FWIW, it’s possible to implement this purely in CMake, based on the string(HEX) command. This works for me:

function(xxd outVar text)
  string(HEX "${text}" hex)
  string(LENGTH ${hex} hexLen)
  math(EXPR hexLen "${hexLen} - 1")
  set(result "")
  foreach(idx RANGE 0 ${hexLen} 2)
    string(SUBSTRING ${hex} ${idx} 2 char)
    list(APPEND result "0x${char}")
  endforeach()
  list(JOIN result ", " result)
  set(${outVar} ${result} PARENT_SCOPE)
endfunction()

ben.boeckel · November 5, 2020, 5:36pm

Note that this solution runs into practical limitations in the real world. Some compilers have a maximum line length limit that this blows past for anything moderately large. It is extremely slow (that foreach loop has terrible perf). VTK has something a bit more mature.

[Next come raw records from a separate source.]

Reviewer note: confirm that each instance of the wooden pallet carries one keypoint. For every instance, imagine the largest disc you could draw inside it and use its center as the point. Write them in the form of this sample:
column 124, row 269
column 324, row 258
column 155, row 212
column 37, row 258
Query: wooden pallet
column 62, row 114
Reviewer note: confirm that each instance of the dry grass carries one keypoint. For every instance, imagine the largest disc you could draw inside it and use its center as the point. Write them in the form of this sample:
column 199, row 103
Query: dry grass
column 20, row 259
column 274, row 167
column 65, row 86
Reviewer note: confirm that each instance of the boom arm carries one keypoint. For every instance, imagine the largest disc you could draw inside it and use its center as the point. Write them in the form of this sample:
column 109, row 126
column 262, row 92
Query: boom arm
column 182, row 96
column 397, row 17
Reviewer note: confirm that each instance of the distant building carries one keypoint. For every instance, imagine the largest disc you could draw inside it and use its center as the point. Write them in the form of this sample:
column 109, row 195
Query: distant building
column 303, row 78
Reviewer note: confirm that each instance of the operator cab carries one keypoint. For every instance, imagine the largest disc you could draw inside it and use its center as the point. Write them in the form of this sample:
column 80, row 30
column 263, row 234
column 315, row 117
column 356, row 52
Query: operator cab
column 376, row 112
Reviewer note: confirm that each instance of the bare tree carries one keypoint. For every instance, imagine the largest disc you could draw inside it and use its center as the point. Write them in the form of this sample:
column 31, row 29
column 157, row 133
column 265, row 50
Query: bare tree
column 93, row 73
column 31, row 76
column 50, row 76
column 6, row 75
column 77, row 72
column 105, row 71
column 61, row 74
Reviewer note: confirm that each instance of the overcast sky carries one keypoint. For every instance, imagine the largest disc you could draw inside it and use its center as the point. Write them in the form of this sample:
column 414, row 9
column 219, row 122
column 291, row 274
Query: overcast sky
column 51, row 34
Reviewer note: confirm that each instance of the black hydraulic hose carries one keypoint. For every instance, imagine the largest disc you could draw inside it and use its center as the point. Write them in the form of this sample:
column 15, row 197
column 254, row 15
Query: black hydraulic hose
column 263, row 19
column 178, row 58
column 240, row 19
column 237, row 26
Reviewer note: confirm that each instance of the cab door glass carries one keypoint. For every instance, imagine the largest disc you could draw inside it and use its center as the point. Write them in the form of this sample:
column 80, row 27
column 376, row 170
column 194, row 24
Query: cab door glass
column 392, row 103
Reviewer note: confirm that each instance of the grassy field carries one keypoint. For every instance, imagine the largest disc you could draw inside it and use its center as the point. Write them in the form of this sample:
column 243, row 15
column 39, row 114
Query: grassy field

Angew · November 5, 2020, 5:39pm

Sure, I just whipped this up on the spot as “it’s possible,” with no claims of optimality.

ben.boeckel · November 5, 2020, 5:53pm

No problem, just trying to avoid anyone copying this as a ready-made solution and then complaining weeks or months from now (as I’m aware that SO-based programming is a thing these days ).

traversaro · November 6, 2020, 6:36pm

A related project (even if not meant to be included in CMake itself) is CMakeRC (https://github.com/vector-of-bool/cmrc).

rleigh · November 14, 2020, 4:22pm

Thanks for all the suggestions. @ben.boeckel’s pointer to the VTK implementation is pretty much everything I envisaged, right down to being invokable in script mode. And the CMRC’s selection of symbol name and namespace is also nice, and something I would have wanted in addition. So I think my approach will be a hybrid of the two.

On the CRMC side, I do think (for the contexts I see this being used in), it’s a bit too opinionated in creating all of the code around access to the embedded data. It’s imposing language and standards version requirements which might not be appropriate. But if it meets your needs, it looks very nice.

In the longer term, I would certainly still like to see something like this in the upstream CMake. Maybe once one of the approaches has matured a bit more, that might be something to reconsider.

Anyway, thanks all for the discussion and suggestions. I might even follow up with my implementation once it’s complete!